Administrative restructuring and urban land-use—A spatial explicit perspective

Authors: Chen Zeng*,
Topics: Land Use, Spatial Analysis & Modeling, Planning Geography
Keywords: administrative restructuring; land use intensity; spatial modeling; Wuhan agglomeration
Session Type: Paper
Day: 4/14/2018
Start / End Time: 4:00 PM / 5:40 PM
Room: Balcony K, Marriott, River Tower Elevators, 4th Floor
Presentation File: No File Uploaded


The rapid industrialization, urbanization, and population explosion have ushered forth the era
focusing on the efficient use of land resources to achieve sustainable development. “Intensive Land-Use Plan”
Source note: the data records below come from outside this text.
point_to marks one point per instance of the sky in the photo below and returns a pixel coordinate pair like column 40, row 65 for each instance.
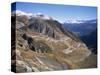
column 59, row 12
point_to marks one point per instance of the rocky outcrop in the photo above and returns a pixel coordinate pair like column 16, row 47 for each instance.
column 43, row 45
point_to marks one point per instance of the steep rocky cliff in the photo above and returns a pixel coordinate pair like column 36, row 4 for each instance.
column 43, row 45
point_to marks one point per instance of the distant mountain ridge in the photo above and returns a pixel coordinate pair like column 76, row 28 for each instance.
column 44, row 45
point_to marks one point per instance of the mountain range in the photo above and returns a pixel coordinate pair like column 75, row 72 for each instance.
column 86, row 31
column 42, row 44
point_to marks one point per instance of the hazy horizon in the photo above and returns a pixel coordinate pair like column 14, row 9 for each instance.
column 59, row 12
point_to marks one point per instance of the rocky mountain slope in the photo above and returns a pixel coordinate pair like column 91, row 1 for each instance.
column 43, row 45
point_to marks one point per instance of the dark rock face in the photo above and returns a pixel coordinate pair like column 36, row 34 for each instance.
column 43, row 45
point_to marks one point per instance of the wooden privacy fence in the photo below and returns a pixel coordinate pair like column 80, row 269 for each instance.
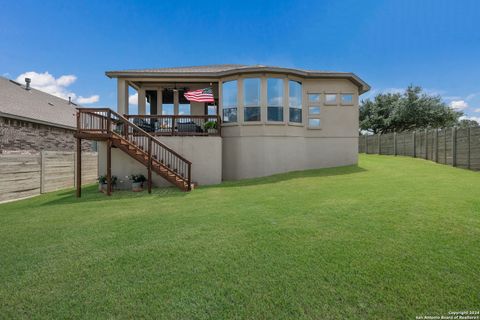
column 24, row 175
column 459, row 147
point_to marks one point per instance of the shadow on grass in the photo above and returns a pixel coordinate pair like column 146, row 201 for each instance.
column 314, row 173
column 91, row 193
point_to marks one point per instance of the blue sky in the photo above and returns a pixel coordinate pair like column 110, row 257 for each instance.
column 390, row 44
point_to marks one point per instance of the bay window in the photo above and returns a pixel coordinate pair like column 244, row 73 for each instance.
column 295, row 101
column 229, row 101
column 274, row 99
column 251, row 99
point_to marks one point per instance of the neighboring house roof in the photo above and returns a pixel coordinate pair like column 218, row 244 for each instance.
column 222, row 70
column 35, row 106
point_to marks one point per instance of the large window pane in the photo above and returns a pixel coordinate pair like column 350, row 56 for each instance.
column 184, row 109
column 314, row 123
column 167, row 109
column 251, row 114
column 347, row 98
column 295, row 101
column 274, row 99
column 251, row 99
column 251, row 92
column 275, row 113
column 229, row 101
column 330, row 98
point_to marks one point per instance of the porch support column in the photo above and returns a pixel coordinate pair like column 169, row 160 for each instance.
column 109, row 167
column 122, row 96
column 240, row 100
column 286, row 103
column 175, row 102
column 141, row 101
column 159, row 100
column 79, row 168
column 263, row 99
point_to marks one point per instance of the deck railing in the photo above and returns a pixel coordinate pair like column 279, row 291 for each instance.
column 178, row 125
column 104, row 121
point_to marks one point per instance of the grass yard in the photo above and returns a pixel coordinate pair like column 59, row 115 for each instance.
column 390, row 239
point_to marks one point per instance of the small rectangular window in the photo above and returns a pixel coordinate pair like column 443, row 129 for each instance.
column 314, row 110
column 347, row 98
column 314, row 98
column 314, row 123
column 330, row 98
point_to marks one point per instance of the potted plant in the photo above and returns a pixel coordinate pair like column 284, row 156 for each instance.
column 137, row 182
column 102, row 183
column 210, row 126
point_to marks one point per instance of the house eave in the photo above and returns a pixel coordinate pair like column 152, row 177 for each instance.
column 362, row 85
column 46, row 123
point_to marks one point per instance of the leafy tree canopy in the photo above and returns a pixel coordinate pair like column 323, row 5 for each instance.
column 410, row 110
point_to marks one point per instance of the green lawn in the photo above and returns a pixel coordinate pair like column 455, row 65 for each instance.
column 392, row 238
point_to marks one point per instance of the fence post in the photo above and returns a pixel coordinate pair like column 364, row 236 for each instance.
column 414, row 144
column 42, row 171
column 454, row 147
column 426, row 144
column 379, row 143
column 395, row 143
column 468, row 147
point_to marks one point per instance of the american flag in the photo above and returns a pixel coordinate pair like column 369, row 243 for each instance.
column 200, row 95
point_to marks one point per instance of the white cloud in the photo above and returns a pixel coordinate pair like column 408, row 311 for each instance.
column 56, row 86
column 471, row 96
column 459, row 104
column 133, row 99
column 87, row 100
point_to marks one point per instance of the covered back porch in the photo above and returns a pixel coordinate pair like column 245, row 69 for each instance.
column 165, row 108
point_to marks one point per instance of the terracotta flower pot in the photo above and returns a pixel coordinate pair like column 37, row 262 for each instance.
column 137, row 186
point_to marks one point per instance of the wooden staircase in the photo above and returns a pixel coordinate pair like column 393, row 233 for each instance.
column 107, row 125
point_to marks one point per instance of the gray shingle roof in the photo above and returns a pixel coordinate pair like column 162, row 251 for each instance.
column 222, row 70
column 35, row 105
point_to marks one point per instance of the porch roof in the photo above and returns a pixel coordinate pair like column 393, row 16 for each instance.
column 222, row 70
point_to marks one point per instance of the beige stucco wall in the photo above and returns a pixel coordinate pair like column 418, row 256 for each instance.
column 205, row 153
column 264, row 148
column 249, row 157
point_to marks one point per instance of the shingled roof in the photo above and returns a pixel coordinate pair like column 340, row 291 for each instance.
column 222, row 70
column 34, row 105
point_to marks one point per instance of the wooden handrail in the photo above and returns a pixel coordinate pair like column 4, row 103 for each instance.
column 168, row 157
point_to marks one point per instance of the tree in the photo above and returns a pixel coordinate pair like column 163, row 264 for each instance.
column 466, row 123
column 411, row 110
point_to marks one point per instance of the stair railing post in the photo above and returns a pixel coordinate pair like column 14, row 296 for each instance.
column 379, row 143
column 454, row 147
column 366, row 144
column 414, row 144
column 149, row 183
column 426, row 144
column 109, row 121
column 395, row 143
column 468, row 148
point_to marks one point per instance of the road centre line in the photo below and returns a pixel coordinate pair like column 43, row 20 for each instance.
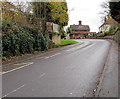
column 52, row 55
column 28, row 64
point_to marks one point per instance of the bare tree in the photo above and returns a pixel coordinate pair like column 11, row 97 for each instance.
column 105, row 10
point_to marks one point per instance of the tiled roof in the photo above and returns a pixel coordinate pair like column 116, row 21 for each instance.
column 80, row 27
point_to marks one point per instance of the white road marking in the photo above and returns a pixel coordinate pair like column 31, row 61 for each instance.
column 42, row 74
column 30, row 63
column 14, row 91
column 22, row 63
column 52, row 55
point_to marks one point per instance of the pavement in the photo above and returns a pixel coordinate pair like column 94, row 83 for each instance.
column 74, row 71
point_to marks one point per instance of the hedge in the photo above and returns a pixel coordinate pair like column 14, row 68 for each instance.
column 18, row 39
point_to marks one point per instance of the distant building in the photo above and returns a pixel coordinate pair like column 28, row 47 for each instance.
column 79, row 31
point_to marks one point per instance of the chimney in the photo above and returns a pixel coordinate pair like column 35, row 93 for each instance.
column 80, row 22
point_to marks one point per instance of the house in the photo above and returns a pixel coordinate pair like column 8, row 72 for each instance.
column 108, row 22
column 79, row 31
column 53, row 32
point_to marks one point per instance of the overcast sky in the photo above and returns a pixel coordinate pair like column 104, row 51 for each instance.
column 87, row 11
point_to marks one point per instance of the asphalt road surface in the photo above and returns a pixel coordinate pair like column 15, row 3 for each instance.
column 65, row 72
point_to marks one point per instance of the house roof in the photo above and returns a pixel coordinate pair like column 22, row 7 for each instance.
column 80, row 27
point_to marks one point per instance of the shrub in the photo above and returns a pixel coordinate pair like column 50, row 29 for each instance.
column 19, row 39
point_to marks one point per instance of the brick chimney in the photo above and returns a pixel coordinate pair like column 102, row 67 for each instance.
column 80, row 22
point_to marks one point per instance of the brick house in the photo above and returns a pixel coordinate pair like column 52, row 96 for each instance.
column 108, row 23
column 79, row 31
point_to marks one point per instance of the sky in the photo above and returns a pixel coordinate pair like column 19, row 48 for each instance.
column 86, row 11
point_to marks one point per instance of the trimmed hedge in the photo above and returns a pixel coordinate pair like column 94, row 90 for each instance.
column 18, row 39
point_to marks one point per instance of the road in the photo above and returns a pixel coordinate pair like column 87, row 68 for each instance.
column 64, row 72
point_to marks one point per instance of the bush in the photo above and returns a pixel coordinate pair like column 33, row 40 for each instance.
column 19, row 39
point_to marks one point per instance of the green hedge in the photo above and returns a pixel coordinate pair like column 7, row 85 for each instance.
column 18, row 39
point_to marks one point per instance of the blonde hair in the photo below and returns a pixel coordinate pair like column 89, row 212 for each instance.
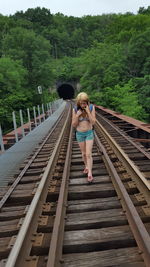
column 82, row 97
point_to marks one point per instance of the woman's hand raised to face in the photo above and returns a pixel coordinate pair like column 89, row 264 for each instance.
column 79, row 112
column 87, row 109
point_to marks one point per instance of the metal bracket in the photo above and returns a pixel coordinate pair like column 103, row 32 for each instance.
column 12, row 241
column 132, row 184
column 140, row 197
column 43, row 220
column 32, row 261
column 37, row 239
column 146, row 210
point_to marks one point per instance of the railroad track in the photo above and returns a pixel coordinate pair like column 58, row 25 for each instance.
column 70, row 223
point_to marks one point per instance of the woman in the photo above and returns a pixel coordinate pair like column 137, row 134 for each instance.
column 83, row 119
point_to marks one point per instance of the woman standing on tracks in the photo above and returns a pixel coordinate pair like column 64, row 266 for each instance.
column 83, row 119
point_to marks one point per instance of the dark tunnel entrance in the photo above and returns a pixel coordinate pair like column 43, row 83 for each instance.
column 65, row 91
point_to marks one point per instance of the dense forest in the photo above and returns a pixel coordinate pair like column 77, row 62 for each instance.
column 109, row 55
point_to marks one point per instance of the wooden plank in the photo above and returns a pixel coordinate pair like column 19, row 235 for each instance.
column 91, row 191
column 98, row 171
column 97, row 180
column 124, row 257
column 93, row 205
column 81, row 168
column 78, row 161
column 95, row 219
column 98, row 239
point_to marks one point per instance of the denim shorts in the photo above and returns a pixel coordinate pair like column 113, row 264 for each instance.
column 84, row 136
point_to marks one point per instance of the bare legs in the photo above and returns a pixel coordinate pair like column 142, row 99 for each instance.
column 82, row 146
column 86, row 150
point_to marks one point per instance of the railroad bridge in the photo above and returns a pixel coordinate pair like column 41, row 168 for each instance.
column 51, row 216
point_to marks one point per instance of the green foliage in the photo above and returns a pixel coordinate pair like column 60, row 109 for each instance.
column 109, row 55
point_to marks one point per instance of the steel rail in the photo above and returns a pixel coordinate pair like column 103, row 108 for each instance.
column 146, row 154
column 56, row 244
column 21, row 248
column 140, row 233
column 19, row 177
column 141, row 182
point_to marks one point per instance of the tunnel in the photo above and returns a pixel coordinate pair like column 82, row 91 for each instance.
column 65, row 91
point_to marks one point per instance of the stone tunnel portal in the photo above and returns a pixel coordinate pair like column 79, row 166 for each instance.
column 65, row 91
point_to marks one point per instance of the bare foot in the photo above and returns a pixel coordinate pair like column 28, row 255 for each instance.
column 85, row 170
column 90, row 178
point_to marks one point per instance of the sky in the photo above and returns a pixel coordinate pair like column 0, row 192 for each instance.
column 76, row 8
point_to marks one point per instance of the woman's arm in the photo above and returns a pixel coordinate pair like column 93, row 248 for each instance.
column 75, row 117
column 91, row 114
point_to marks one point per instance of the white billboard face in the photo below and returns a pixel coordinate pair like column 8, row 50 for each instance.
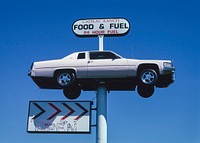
column 59, row 117
column 95, row 27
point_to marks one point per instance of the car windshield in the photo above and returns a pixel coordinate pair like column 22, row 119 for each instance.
column 103, row 55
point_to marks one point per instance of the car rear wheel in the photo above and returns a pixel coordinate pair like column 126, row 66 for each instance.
column 65, row 78
column 148, row 77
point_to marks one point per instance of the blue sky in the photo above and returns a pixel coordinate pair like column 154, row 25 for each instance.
column 41, row 30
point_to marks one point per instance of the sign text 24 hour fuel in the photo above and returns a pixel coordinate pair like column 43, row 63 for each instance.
column 107, row 27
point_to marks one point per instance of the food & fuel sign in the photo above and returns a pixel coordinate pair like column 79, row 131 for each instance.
column 106, row 27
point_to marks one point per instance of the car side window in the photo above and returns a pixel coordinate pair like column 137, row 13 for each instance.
column 81, row 56
column 102, row 55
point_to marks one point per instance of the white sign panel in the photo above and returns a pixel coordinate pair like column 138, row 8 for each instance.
column 59, row 117
column 107, row 27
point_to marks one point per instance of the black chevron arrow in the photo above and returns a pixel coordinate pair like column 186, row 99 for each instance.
column 39, row 114
column 82, row 114
column 54, row 114
column 71, row 111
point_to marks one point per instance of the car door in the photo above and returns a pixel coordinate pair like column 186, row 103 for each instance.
column 106, row 65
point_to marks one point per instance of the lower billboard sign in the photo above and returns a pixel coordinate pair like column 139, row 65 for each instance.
column 59, row 117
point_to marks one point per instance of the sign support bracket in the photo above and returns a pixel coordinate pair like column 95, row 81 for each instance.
column 101, row 116
column 101, row 130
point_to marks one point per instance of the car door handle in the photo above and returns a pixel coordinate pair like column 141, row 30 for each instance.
column 90, row 62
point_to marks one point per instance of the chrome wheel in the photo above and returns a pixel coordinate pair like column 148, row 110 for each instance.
column 64, row 79
column 148, row 76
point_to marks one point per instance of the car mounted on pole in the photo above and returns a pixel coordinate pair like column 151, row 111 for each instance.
column 85, row 70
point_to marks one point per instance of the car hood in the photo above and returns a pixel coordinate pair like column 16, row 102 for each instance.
column 48, row 63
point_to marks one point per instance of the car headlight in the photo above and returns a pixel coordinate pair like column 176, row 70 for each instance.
column 167, row 65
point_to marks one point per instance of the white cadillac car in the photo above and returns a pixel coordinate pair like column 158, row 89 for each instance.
column 88, row 69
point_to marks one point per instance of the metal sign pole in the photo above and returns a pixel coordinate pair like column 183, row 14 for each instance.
column 101, row 42
column 101, row 134
column 101, row 130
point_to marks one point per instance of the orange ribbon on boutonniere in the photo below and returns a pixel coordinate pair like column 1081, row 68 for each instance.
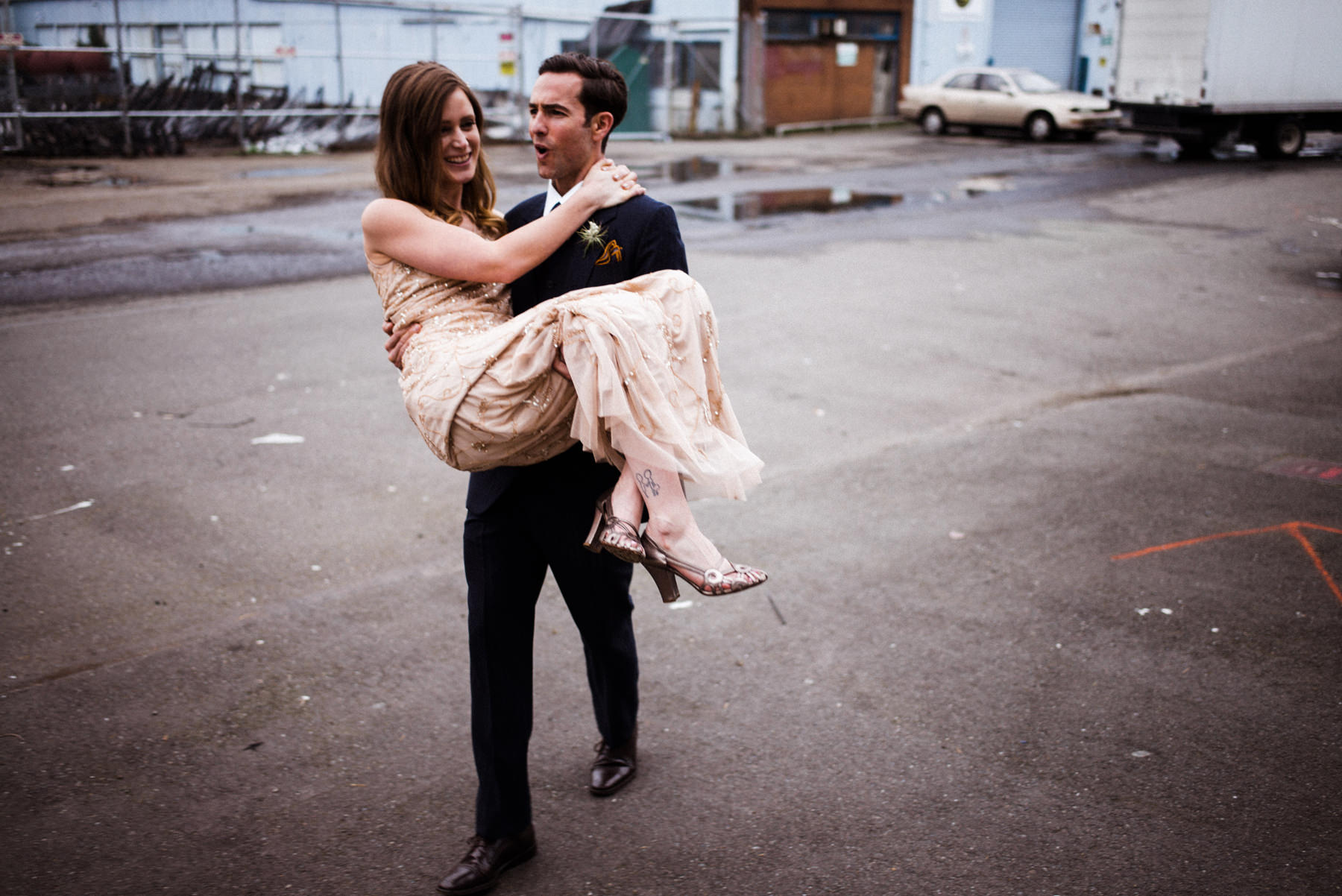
column 612, row 251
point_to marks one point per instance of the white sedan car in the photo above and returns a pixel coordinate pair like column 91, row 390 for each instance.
column 1006, row 98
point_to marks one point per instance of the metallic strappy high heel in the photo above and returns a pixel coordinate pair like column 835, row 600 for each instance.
column 664, row 568
column 617, row 537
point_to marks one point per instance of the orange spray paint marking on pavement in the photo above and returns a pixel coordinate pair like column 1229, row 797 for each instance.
column 1291, row 529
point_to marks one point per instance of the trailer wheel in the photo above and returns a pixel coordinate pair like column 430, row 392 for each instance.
column 933, row 121
column 1039, row 127
column 1282, row 139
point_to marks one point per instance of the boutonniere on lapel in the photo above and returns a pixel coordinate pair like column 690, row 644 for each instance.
column 593, row 236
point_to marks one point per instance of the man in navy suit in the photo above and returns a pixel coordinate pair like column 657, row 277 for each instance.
column 523, row 521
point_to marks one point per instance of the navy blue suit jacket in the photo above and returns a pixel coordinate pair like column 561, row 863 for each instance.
column 650, row 240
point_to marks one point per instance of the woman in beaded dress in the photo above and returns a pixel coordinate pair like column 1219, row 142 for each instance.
column 630, row 370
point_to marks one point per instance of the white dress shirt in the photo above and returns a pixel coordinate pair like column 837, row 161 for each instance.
column 553, row 199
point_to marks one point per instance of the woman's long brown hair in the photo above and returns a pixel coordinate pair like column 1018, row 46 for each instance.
column 409, row 157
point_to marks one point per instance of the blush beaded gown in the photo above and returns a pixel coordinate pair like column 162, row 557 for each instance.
column 481, row 387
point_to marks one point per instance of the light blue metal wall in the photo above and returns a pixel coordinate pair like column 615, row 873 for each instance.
column 946, row 37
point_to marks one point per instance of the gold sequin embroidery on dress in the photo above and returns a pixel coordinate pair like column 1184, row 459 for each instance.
column 482, row 389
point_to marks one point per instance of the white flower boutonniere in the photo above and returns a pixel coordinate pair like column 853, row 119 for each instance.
column 592, row 236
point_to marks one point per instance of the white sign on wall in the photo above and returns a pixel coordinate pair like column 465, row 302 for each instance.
column 961, row 10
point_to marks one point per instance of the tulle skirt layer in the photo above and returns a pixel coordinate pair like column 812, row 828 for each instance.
column 643, row 361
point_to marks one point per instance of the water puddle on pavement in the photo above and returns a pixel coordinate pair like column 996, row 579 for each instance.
column 744, row 207
column 289, row 172
column 82, row 176
column 697, row 168
column 761, row 204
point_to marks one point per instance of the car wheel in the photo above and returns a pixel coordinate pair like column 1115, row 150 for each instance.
column 933, row 122
column 1039, row 127
column 1283, row 139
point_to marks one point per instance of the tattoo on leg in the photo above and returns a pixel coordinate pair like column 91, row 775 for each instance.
column 647, row 483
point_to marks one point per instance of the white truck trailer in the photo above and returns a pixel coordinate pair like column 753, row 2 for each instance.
column 1259, row 72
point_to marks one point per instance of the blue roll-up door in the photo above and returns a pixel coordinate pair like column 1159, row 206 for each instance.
column 1038, row 34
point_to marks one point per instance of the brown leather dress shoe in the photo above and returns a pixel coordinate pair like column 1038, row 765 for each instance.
column 614, row 766
column 479, row 871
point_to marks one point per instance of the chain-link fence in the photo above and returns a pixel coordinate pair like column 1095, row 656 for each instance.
column 308, row 74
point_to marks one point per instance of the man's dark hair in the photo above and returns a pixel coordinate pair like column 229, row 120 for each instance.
column 603, row 85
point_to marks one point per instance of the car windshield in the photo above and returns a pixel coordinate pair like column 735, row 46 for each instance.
column 1033, row 83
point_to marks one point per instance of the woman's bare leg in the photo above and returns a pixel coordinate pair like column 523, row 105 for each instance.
column 670, row 521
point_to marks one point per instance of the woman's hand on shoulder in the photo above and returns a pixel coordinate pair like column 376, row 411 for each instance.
column 610, row 184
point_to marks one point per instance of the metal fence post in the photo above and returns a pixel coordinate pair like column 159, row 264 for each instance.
column 13, row 82
column 238, row 75
column 122, row 77
column 520, row 69
column 340, row 72
column 669, row 74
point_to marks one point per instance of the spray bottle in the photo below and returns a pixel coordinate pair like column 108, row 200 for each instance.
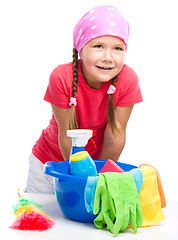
column 80, row 138
column 81, row 164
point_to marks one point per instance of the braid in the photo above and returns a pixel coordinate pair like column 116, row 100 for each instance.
column 113, row 122
column 73, row 121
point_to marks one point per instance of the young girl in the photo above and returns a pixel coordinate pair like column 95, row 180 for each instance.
column 96, row 91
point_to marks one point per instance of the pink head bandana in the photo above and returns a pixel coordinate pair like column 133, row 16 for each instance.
column 100, row 21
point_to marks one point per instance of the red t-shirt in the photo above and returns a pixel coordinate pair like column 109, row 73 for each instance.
column 91, row 109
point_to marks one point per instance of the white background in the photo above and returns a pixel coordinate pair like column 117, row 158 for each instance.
column 36, row 36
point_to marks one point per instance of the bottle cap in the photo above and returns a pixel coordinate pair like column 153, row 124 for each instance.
column 79, row 156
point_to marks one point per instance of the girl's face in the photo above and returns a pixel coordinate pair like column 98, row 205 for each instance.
column 102, row 59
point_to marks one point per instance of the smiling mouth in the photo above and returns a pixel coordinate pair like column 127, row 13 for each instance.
column 104, row 68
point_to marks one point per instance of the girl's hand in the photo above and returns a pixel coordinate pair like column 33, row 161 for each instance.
column 112, row 147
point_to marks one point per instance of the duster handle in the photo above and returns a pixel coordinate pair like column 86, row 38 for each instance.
column 19, row 192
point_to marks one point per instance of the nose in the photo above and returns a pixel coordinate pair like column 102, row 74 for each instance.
column 107, row 55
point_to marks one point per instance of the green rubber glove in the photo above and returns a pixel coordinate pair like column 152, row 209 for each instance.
column 119, row 197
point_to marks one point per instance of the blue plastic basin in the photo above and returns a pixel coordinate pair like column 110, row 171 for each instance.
column 70, row 189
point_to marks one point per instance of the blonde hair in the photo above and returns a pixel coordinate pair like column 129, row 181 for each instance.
column 112, row 120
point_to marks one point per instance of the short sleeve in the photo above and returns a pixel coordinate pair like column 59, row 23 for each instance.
column 129, row 89
column 58, row 92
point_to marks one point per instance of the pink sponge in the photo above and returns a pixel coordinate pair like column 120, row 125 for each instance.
column 111, row 166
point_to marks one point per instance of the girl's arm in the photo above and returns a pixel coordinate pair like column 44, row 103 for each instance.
column 62, row 118
column 112, row 147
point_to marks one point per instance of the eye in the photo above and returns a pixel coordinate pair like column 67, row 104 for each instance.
column 98, row 46
column 118, row 48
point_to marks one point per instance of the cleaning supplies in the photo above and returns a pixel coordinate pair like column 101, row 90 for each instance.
column 111, row 166
column 81, row 164
column 30, row 216
column 80, row 138
column 117, row 194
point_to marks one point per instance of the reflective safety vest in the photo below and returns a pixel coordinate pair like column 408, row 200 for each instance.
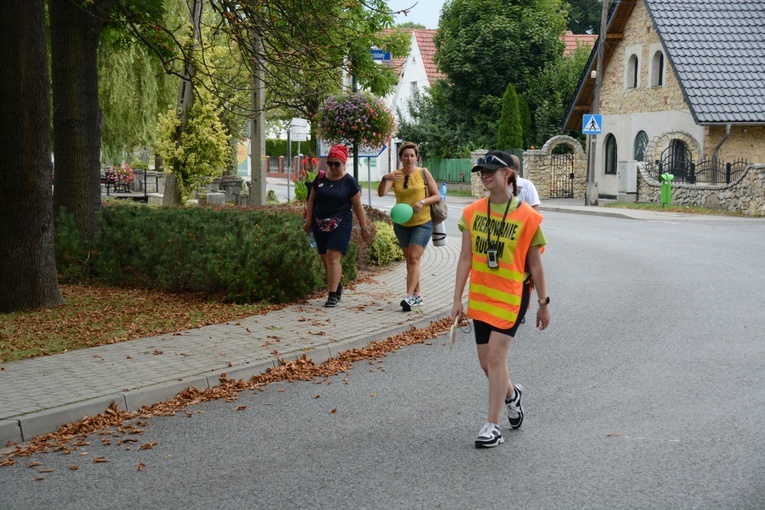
column 495, row 294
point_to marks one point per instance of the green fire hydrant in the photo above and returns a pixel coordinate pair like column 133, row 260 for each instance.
column 666, row 189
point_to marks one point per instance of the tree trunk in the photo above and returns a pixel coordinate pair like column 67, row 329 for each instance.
column 77, row 118
column 27, row 263
column 172, row 194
was therefore proposed in the context of focusing on “inventory planning” in rapidly developing countries, particularly China. We develop our framework based on the hypothesis that administrative status has a spatial effect on intensive land use and explore this effect dynamically. We summarized the different degrees of land-use intensity based on different administrative status (i.e., urban district, suburban district, county, county-level city, and district) and make categorizations. We also devised spatial models in multiple strategies embedded with different spatial weight matrices to the underlying driving forces using Wuhan agglomeration as the case. Results show that 1) urbanization, industrial structure, and retail sales of consumer goods are highly correlated with land-use intensity change, with all factors being positive; 2) the influences of different administrative status exist and strengthened in the past decade; the spatial interaction is greater when urban district is adjacent to district in the prefecture city in 2005 and 2015. In turn, this finding affirms the phenomenon that the administrative power has gradually strengthened, and the city centers are the most vibrant areas to compete for higher land-use efficiency. The emergence of diversified types of counties, such as urban districts and county-level cities, has further pressed the necessity to embed administrative influence in spatial regression. These findings provide theoretical basis and provide policy implications on administrative adjustment and intensive land use.